Glasgow Royal Concert Hall
Keith Bruce
four stars
IN TERMS of its global ambitions, Scotland’s national orchestra is certainly making the right connections. Conductor John Mauceri’s return to Scotland, where he was music director of Scottish Opera three decades ago before departing for the Hollywood Bowl, concluded with the first performances of a new orchestral work for the festive season of which he presumably has high hopes — an assemblage of music by Tchaikovsky to tell the full story of the Nutcracker and the Mouse King, by E.T.A. Hoffmann, that survives only in abbreviated form in the ballet. Alongside the Nutcracker music, Mauceri has repurposed fragments from The Tempest, Hamlet, The Snow Maiden, and the “Children’s Dreams” Orchestral Suite No.2 to accompany his own translation of the narrative.
That narration includes some witty allusions to more modern fantasy fiction and film, but its success is all in the delivery, and the role of Scotland’s Hollywood star Alan Cumming in making the telling of it work cannot be underestimated. It is hard to think of another performer who would have given such a relaxed and charismatic performance of what is a multi-layered video game of a tale, often winning laughs from the most unpromising material. Further listening might establish whether Mauceri’s jigsaw puzzle becomes a coherent picture, but, like much else in today’s world, it could use a good sub-editor. At 80 minutes, it was a quarter of an hour longer than billed, and than some younger members of the audience could take. And, in the end, it has the same strengths and deficiencies as the composer’s own ballet suites as concert music.
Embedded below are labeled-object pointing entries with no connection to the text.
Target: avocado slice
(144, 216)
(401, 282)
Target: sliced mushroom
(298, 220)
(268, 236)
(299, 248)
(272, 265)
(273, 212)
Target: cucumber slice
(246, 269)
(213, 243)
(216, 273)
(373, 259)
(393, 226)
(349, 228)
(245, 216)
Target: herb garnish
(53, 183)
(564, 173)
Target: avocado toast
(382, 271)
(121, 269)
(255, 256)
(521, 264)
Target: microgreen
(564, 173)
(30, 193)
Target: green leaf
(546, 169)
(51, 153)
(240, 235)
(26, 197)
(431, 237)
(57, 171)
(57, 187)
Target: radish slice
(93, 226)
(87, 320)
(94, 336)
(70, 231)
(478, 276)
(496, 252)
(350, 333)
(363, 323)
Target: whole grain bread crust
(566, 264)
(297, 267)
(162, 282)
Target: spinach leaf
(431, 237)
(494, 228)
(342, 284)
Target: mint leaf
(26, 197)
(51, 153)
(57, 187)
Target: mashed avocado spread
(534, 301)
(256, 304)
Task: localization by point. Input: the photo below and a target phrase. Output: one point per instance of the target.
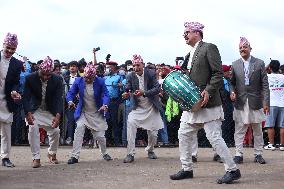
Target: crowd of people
(107, 104)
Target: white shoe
(270, 147)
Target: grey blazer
(257, 92)
(151, 87)
(206, 71)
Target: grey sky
(68, 30)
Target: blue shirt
(111, 82)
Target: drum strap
(185, 63)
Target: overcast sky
(69, 30)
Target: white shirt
(5, 115)
(276, 87)
(71, 81)
(246, 70)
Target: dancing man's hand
(55, 121)
(233, 96)
(205, 96)
(15, 96)
(103, 108)
(71, 105)
(139, 93)
(125, 95)
(30, 118)
(265, 109)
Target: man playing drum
(206, 72)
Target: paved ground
(93, 172)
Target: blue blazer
(101, 96)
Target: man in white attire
(90, 111)
(205, 65)
(143, 89)
(250, 91)
(10, 69)
(43, 106)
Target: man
(10, 69)
(250, 93)
(113, 83)
(43, 107)
(90, 111)
(69, 78)
(143, 85)
(276, 115)
(206, 72)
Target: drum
(182, 90)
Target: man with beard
(90, 111)
(250, 91)
(205, 70)
(43, 107)
(10, 69)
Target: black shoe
(229, 177)
(194, 159)
(259, 159)
(182, 175)
(238, 159)
(129, 159)
(217, 158)
(72, 160)
(152, 155)
(7, 163)
(107, 157)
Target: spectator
(276, 115)
(114, 86)
(69, 78)
(43, 109)
(250, 91)
(145, 111)
(10, 69)
(93, 102)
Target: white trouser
(131, 136)
(194, 146)
(5, 129)
(212, 129)
(240, 131)
(78, 140)
(34, 139)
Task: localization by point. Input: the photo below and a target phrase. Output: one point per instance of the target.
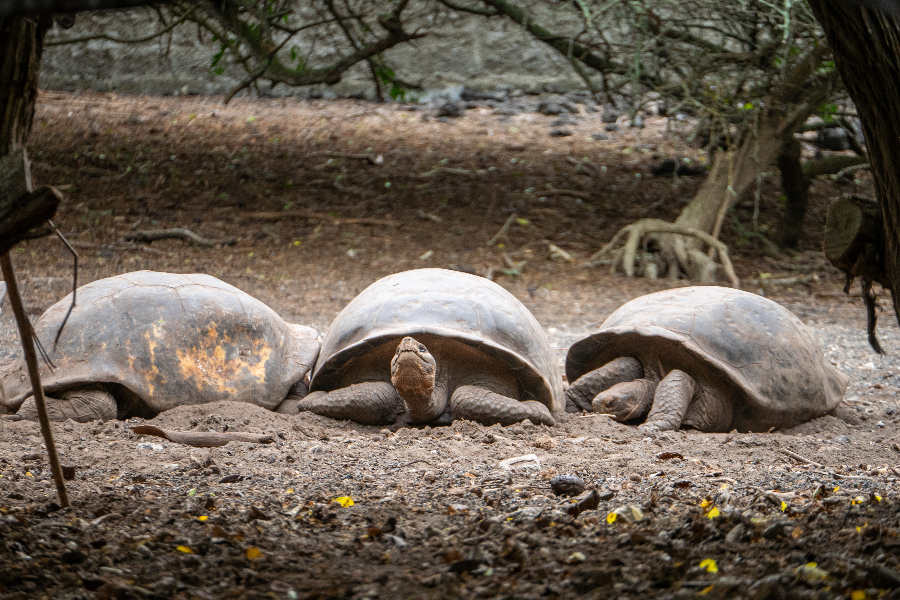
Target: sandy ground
(433, 513)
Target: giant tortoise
(707, 358)
(432, 345)
(144, 342)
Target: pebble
(567, 485)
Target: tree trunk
(866, 47)
(21, 46)
(802, 90)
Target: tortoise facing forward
(706, 358)
(144, 342)
(431, 345)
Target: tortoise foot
(487, 407)
(83, 404)
(369, 403)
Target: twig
(74, 278)
(852, 170)
(503, 230)
(450, 171)
(202, 439)
(371, 158)
(839, 476)
(303, 214)
(796, 456)
(152, 235)
(25, 330)
(785, 280)
(572, 193)
(429, 217)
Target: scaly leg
(81, 404)
(670, 403)
(486, 407)
(291, 402)
(369, 403)
(583, 390)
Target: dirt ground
(434, 514)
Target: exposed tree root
(691, 261)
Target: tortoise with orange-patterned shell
(141, 343)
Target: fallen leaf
(669, 456)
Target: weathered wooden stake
(24, 324)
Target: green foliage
(828, 112)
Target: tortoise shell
(451, 304)
(163, 340)
(748, 349)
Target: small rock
(630, 513)
(607, 495)
(610, 115)
(774, 531)
(528, 462)
(589, 502)
(544, 443)
(567, 485)
(551, 108)
(736, 533)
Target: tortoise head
(413, 370)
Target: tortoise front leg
(581, 393)
(670, 403)
(486, 407)
(81, 404)
(291, 403)
(369, 403)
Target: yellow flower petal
(710, 565)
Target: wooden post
(31, 360)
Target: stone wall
(458, 50)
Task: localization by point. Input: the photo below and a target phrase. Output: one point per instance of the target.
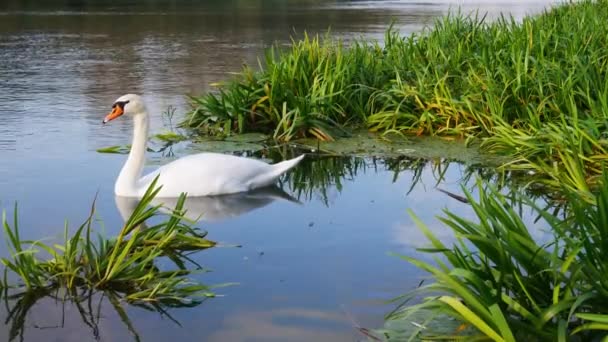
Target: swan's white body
(202, 174)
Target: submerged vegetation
(508, 284)
(535, 91)
(124, 269)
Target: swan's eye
(120, 104)
(118, 109)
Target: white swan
(202, 174)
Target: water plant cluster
(126, 269)
(535, 90)
(504, 283)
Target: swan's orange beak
(116, 112)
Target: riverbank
(533, 90)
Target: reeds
(505, 283)
(535, 90)
(125, 265)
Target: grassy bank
(535, 90)
(505, 283)
(130, 268)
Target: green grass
(124, 269)
(536, 91)
(505, 284)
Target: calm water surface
(308, 271)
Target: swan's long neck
(127, 181)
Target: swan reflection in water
(212, 208)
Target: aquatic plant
(505, 284)
(125, 266)
(534, 90)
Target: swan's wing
(207, 174)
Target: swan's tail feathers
(276, 171)
(284, 166)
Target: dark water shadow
(92, 307)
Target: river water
(313, 270)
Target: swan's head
(129, 104)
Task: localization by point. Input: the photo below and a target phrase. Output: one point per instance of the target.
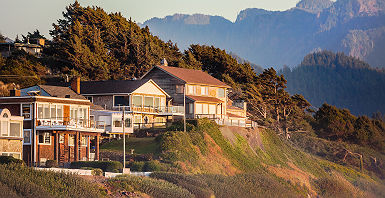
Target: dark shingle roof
(193, 76)
(110, 86)
(61, 92)
(204, 99)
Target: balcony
(68, 123)
(167, 111)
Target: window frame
(128, 100)
(44, 138)
(30, 111)
(30, 136)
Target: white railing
(152, 109)
(72, 122)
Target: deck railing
(152, 109)
(71, 122)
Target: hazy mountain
(339, 80)
(273, 38)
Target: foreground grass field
(20, 181)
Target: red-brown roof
(204, 99)
(193, 76)
(234, 116)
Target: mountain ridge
(355, 27)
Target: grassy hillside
(21, 181)
(229, 162)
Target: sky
(22, 16)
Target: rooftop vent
(164, 62)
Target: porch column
(97, 147)
(88, 148)
(76, 157)
(57, 146)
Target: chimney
(75, 85)
(164, 62)
(14, 92)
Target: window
(4, 128)
(90, 98)
(179, 89)
(117, 122)
(157, 102)
(59, 112)
(121, 101)
(198, 108)
(40, 111)
(84, 140)
(45, 138)
(221, 93)
(190, 89)
(137, 119)
(212, 109)
(46, 111)
(191, 108)
(205, 91)
(15, 129)
(137, 101)
(27, 136)
(26, 111)
(148, 101)
(127, 122)
(14, 155)
(61, 138)
(53, 111)
(205, 109)
(71, 140)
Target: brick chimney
(14, 92)
(75, 85)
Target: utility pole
(184, 107)
(124, 141)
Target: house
(144, 100)
(203, 95)
(57, 124)
(34, 48)
(11, 136)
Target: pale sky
(22, 16)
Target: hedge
(10, 160)
(106, 166)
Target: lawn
(141, 145)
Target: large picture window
(27, 136)
(121, 101)
(221, 93)
(26, 111)
(45, 138)
(148, 101)
(137, 101)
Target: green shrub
(10, 160)
(51, 163)
(97, 172)
(153, 165)
(137, 166)
(106, 166)
(153, 187)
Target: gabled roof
(204, 99)
(192, 76)
(55, 91)
(113, 87)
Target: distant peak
(314, 5)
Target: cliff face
(271, 38)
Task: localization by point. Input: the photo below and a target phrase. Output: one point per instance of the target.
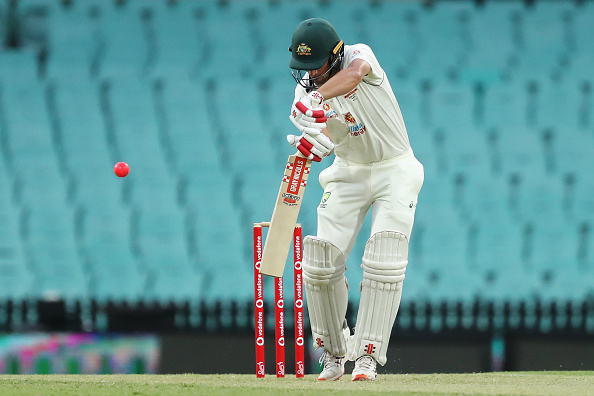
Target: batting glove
(313, 147)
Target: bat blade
(284, 216)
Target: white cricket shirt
(366, 125)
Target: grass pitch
(512, 383)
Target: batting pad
(327, 294)
(384, 264)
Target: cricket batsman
(344, 103)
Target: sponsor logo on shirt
(351, 95)
(355, 128)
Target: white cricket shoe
(333, 367)
(365, 369)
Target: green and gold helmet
(314, 42)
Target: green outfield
(513, 383)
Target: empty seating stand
(195, 95)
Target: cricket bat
(284, 215)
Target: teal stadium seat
(48, 234)
(15, 279)
(108, 253)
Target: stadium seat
(15, 278)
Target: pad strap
(384, 264)
(327, 294)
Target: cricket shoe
(365, 369)
(333, 367)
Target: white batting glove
(310, 105)
(313, 147)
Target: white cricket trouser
(391, 187)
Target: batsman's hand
(313, 147)
(306, 114)
(310, 105)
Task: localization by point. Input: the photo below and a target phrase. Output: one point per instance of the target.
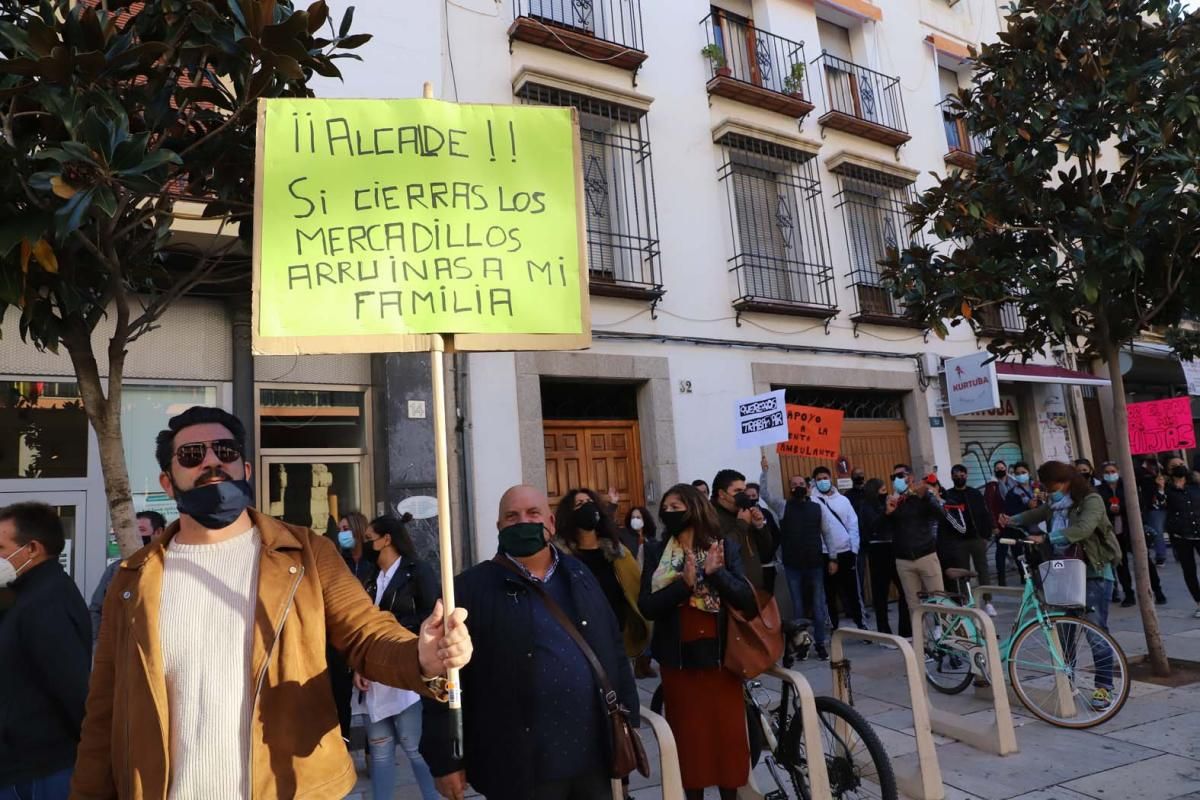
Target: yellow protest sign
(379, 218)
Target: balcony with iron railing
(963, 146)
(755, 67)
(609, 31)
(862, 101)
(999, 319)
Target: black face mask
(523, 539)
(587, 516)
(215, 505)
(673, 522)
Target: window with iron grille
(618, 192)
(873, 206)
(780, 239)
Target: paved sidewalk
(1150, 751)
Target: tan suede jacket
(305, 595)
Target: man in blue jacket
(534, 726)
(45, 657)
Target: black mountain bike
(856, 761)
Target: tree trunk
(1159, 665)
(105, 416)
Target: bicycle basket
(1065, 582)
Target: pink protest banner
(1161, 425)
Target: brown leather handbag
(628, 752)
(754, 645)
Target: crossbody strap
(569, 626)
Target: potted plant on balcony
(715, 55)
(793, 82)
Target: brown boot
(642, 668)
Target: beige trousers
(923, 575)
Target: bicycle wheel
(947, 665)
(857, 763)
(1069, 672)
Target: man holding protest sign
(533, 726)
(210, 678)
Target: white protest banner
(971, 383)
(1192, 374)
(761, 420)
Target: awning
(1038, 373)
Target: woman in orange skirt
(689, 581)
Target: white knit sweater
(207, 621)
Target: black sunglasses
(192, 453)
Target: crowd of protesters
(229, 656)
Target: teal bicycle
(1065, 669)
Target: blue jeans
(807, 587)
(52, 787)
(382, 738)
(1155, 521)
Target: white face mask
(7, 573)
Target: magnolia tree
(117, 118)
(1083, 209)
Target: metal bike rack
(995, 737)
(814, 751)
(669, 759)
(923, 780)
(1063, 693)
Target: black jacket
(1183, 510)
(802, 535)
(45, 663)
(663, 607)
(976, 511)
(754, 545)
(912, 527)
(411, 594)
(498, 685)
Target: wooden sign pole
(445, 554)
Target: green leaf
(155, 160)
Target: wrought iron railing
(612, 20)
(618, 190)
(958, 137)
(861, 92)
(739, 50)
(781, 253)
(1003, 317)
(876, 223)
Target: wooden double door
(870, 445)
(595, 455)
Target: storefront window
(43, 429)
(311, 419)
(144, 413)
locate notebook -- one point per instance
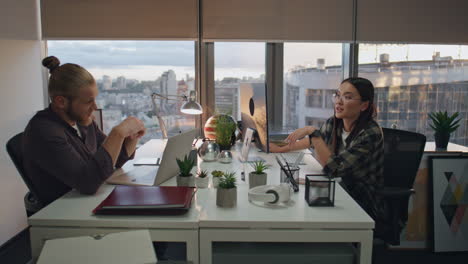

Tchaikovsky’s Snow Maiden music also began the evening, Mauceri’s pace for The Dance of the Tumblers demanding some superhuman speed in the fingers of the first fiddles, with a very condensed, Disney-fied Sleeping Beauty following. Prokofiev’s Cinderella Waltz and chimes of midnight brought the first half to an end, and with it the unfortunate comparison with his Peter & the Wolf, its position as the perfect piece of music for youngsters still, at 25 minutes long, unmatched.